HiMat: DiT-based Ultra-High Resolution SVBRDF Generation
Zixiong Wang, Jian Yang, Yiwei Hu, Milos Hasan, Beibei Wang
TL;DR
HiMat introduces a memory-efficient diffusion framework for native 4K SVBRDF generation by combining a deep compression autoencoder (DC-AE) with a linear-attention diffusion transformer (DiT) and a lightweight CrossStitch module to enforce cross-map consistency. It addresses two core challenges: (1) generating multiple 4K reflectance maps with a reduced pixel budget and (2) maintaining pixel-perfect alignment across maps without costly global attention. The approach also enriches material diversity through prompt augmentation with large-language models and system prompts, leveraging strong priors from pretrained models.

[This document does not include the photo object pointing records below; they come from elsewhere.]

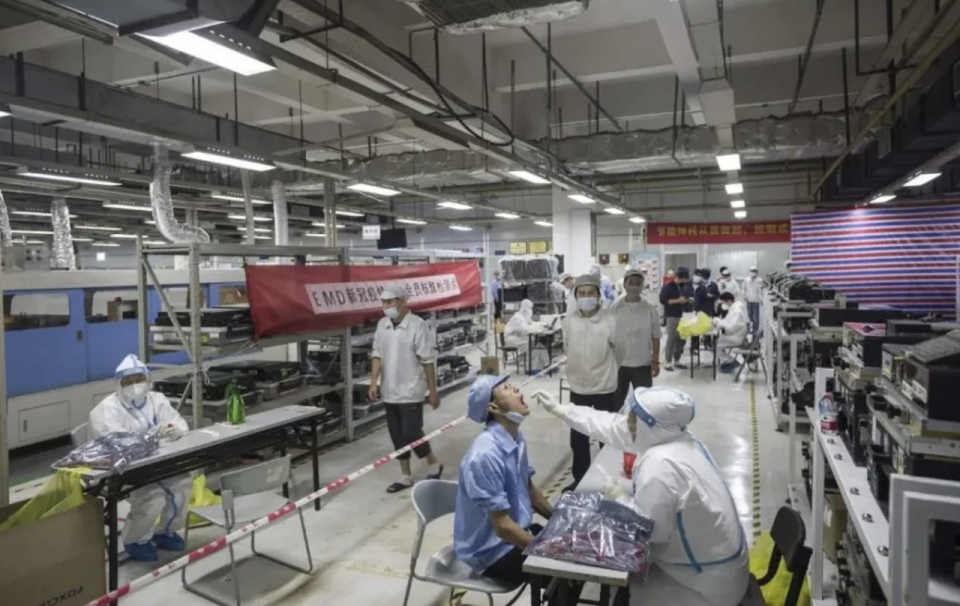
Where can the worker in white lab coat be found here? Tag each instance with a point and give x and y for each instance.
(698, 547)
(517, 334)
(733, 327)
(157, 511)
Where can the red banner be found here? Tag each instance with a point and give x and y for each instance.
(718, 233)
(290, 299)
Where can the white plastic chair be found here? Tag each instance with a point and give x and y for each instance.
(433, 499)
(247, 495)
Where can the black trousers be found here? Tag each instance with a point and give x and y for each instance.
(580, 443)
(635, 376)
(405, 424)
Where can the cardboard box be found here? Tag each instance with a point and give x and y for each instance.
(834, 524)
(55, 561)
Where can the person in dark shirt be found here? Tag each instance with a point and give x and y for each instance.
(676, 297)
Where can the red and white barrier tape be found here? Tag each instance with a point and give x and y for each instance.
(246, 529)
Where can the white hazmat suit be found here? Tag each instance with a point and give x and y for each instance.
(518, 330)
(160, 508)
(699, 552)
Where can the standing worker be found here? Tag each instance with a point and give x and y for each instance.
(589, 340)
(675, 296)
(637, 337)
(404, 349)
(157, 511)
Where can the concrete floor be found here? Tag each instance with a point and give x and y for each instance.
(361, 540)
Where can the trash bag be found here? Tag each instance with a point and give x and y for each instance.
(62, 492)
(774, 592)
(586, 528)
(694, 326)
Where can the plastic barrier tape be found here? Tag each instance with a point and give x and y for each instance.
(215, 546)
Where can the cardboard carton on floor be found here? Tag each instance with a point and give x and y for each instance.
(57, 560)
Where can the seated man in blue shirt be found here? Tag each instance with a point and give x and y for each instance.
(496, 498)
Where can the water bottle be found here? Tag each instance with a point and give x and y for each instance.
(828, 414)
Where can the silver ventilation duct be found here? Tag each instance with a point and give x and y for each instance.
(162, 203)
(460, 17)
(63, 257)
(280, 222)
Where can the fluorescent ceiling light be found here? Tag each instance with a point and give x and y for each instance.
(244, 218)
(921, 179)
(729, 162)
(222, 54)
(119, 206)
(452, 205)
(60, 176)
(369, 188)
(529, 177)
(249, 162)
(97, 228)
(882, 198)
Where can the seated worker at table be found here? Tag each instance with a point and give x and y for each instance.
(159, 510)
(517, 334)
(733, 327)
(698, 547)
(496, 498)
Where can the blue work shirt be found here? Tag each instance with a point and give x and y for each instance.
(494, 476)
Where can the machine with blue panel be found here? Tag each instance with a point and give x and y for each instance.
(65, 333)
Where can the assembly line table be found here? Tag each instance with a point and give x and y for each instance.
(199, 447)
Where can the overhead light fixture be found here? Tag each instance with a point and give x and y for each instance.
(922, 178)
(728, 162)
(370, 188)
(244, 218)
(97, 228)
(120, 206)
(50, 175)
(226, 158)
(221, 51)
(880, 199)
(453, 205)
(529, 177)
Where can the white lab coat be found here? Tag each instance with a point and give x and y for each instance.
(677, 484)
(166, 500)
(734, 326)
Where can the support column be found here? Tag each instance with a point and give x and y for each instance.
(573, 233)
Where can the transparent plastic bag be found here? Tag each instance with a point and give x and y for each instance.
(113, 451)
(586, 528)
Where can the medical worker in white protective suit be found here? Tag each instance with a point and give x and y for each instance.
(159, 510)
(517, 334)
(699, 551)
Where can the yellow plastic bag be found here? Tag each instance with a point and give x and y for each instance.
(201, 496)
(774, 592)
(62, 492)
(700, 324)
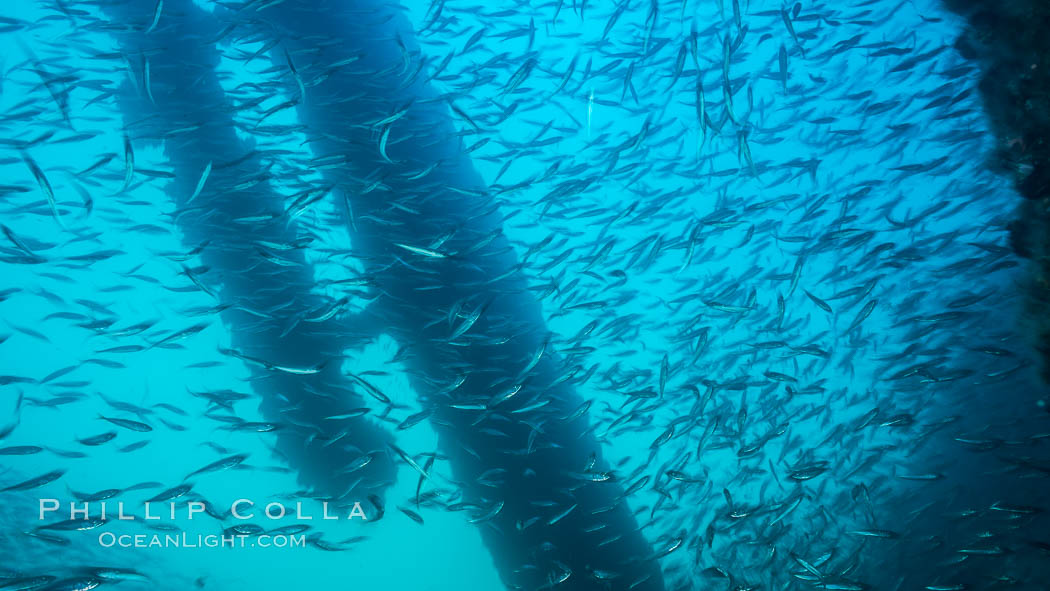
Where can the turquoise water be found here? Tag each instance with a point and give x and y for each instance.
(735, 298)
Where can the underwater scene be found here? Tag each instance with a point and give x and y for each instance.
(534, 295)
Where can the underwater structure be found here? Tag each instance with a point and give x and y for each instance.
(1009, 41)
(570, 295)
(446, 281)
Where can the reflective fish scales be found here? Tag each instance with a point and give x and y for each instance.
(634, 295)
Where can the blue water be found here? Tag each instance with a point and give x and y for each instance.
(684, 240)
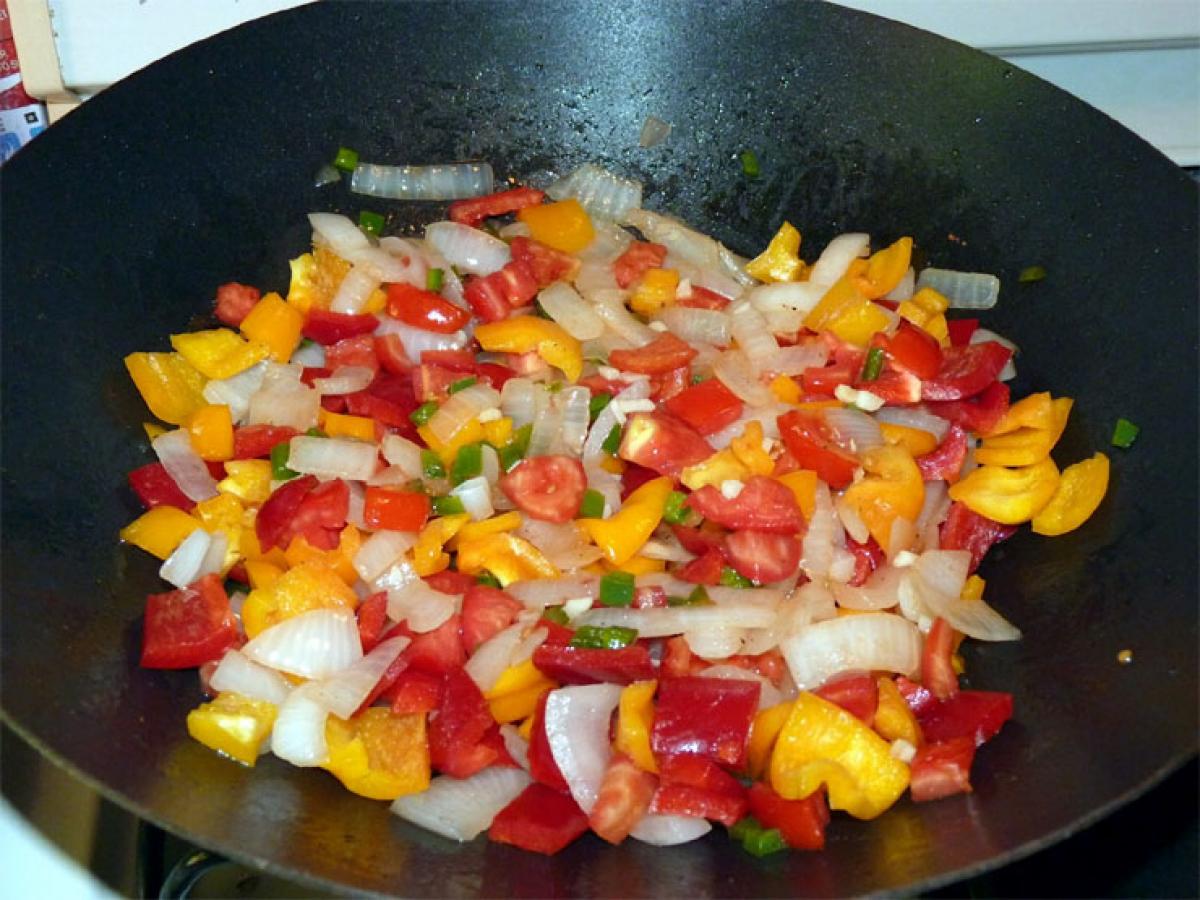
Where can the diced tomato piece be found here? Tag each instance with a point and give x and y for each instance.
(801, 822)
(546, 487)
(913, 349)
(707, 407)
(966, 371)
(703, 299)
(709, 717)
(763, 557)
(448, 581)
(540, 820)
(663, 443)
(352, 352)
(425, 309)
(978, 414)
(461, 723)
(372, 615)
(474, 210)
(493, 297)
(327, 328)
(155, 487)
(391, 354)
(857, 694)
(811, 442)
(189, 627)
(966, 529)
(546, 264)
(960, 330)
(660, 355)
(543, 766)
(945, 462)
(256, 442)
(639, 256)
(415, 693)
(942, 768)
(395, 510)
(762, 505)
(581, 665)
(936, 667)
(868, 557)
(234, 303)
(486, 611)
(624, 797)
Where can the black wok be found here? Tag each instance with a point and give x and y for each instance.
(120, 221)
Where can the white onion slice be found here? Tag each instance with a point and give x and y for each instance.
(445, 181)
(461, 809)
(311, 645)
(239, 673)
(865, 642)
(965, 291)
(184, 465)
(343, 691)
(468, 249)
(576, 723)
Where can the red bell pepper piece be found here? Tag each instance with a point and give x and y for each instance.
(474, 210)
(582, 665)
(327, 328)
(966, 371)
(425, 309)
(966, 529)
(763, 505)
(540, 820)
(709, 717)
(624, 797)
(942, 768)
(155, 487)
(707, 407)
(639, 256)
(801, 822)
(234, 303)
(660, 355)
(187, 627)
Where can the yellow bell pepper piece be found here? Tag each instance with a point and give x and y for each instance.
(763, 732)
(276, 324)
(803, 483)
(847, 313)
(159, 531)
(917, 441)
(339, 425)
(781, 258)
(927, 309)
(624, 533)
(823, 744)
(523, 334)
(1080, 491)
(1008, 496)
(654, 292)
(893, 718)
(635, 718)
(1027, 444)
(379, 754)
(886, 268)
(563, 226)
(249, 480)
(168, 383)
(893, 489)
(427, 555)
(310, 586)
(233, 725)
(505, 556)
(210, 432)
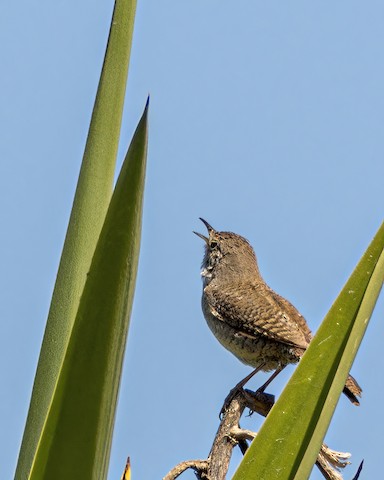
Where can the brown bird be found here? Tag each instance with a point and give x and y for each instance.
(261, 328)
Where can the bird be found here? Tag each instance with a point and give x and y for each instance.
(261, 328)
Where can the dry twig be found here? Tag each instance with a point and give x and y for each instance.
(229, 434)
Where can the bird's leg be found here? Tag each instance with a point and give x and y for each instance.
(270, 379)
(235, 390)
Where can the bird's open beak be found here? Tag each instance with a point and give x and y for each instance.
(209, 228)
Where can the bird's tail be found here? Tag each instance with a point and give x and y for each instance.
(352, 390)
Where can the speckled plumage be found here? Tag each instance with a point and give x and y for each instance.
(261, 328)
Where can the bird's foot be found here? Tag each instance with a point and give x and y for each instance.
(229, 398)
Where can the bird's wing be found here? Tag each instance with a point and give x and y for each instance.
(255, 309)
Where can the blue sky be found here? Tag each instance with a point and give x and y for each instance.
(266, 119)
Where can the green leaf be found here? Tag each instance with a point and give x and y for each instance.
(288, 443)
(76, 439)
(91, 201)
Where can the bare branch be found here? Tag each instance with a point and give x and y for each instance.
(230, 434)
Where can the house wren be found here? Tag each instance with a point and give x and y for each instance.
(261, 328)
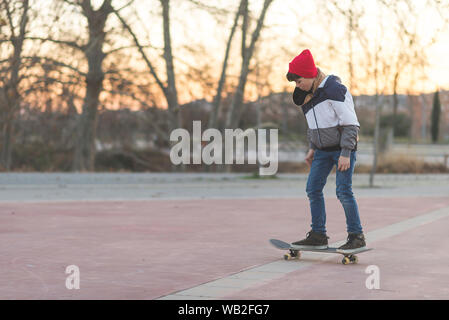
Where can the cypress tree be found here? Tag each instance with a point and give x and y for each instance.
(436, 111)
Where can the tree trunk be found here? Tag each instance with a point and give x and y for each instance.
(84, 157)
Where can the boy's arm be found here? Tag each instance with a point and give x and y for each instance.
(349, 125)
(311, 144)
(348, 140)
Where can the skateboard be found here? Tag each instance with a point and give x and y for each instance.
(296, 253)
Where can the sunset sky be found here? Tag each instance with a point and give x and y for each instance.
(294, 25)
(291, 26)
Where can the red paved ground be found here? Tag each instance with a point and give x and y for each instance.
(146, 249)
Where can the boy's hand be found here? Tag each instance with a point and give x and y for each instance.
(344, 163)
(309, 157)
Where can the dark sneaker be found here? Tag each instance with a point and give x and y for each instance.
(355, 242)
(313, 240)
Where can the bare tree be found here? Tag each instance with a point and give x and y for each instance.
(92, 50)
(235, 109)
(169, 89)
(10, 97)
(221, 82)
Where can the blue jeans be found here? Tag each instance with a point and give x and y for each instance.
(322, 165)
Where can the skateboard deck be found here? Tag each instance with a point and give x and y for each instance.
(295, 253)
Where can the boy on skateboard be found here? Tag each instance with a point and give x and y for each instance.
(332, 135)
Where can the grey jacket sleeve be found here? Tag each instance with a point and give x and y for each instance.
(311, 144)
(348, 139)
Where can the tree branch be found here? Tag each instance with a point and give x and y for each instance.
(72, 44)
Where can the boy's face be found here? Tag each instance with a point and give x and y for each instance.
(304, 84)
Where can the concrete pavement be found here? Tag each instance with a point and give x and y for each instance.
(194, 244)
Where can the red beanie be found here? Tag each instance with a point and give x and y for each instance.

Empirical results show HiMat delivers high-fidelity, diverse 4K SVBRDFs with practical runtimes on consumer GPUs and generalizes to intrinsic decomposition tasks, establishing a scalable foundation for high-resolution material generation.
Abstract
Creating ultra-high-resolution spatially varying bidirectional reflectance functions (SVBRDFs) is critical for photorealistic 3D content creation, to faithfully represent fine-scale surface details required for close-up rendering. However, achieving 4K generation faces two key challenges: (1) the need to synthesize multiple reflectance maps at full resolution, which multiplies the pixel budget and imposes prohibitive memory and computational cost, and (2) the requirement to maintain strong pixel-level alignment across maps at 4K, which is particularly difficult when adapting pretrained models designed for the RGB image domain. We introduce HiMat, a diffusion-based framework tailored for efficient and diverse 4K SVBRDF generation. To address the first challenge, HiMat performs generation in a high-compression latent space via DC-AE, and employs a pretrained diffusion transformer with linear attention to improve per-map efficiency. To address the second challenge, we propose CrossStitch, a lightweight convolutional module that enforces cross-map consistency without incurring the cost of global attention. Our experiments show that HiMat achieves high-fidelity 4K SVBRDF generation with superior efficiency, structural consistency, and diversity compared to prior methods. Beyond materials, our framework also generalizes to related applications such as intrinsic decomposition.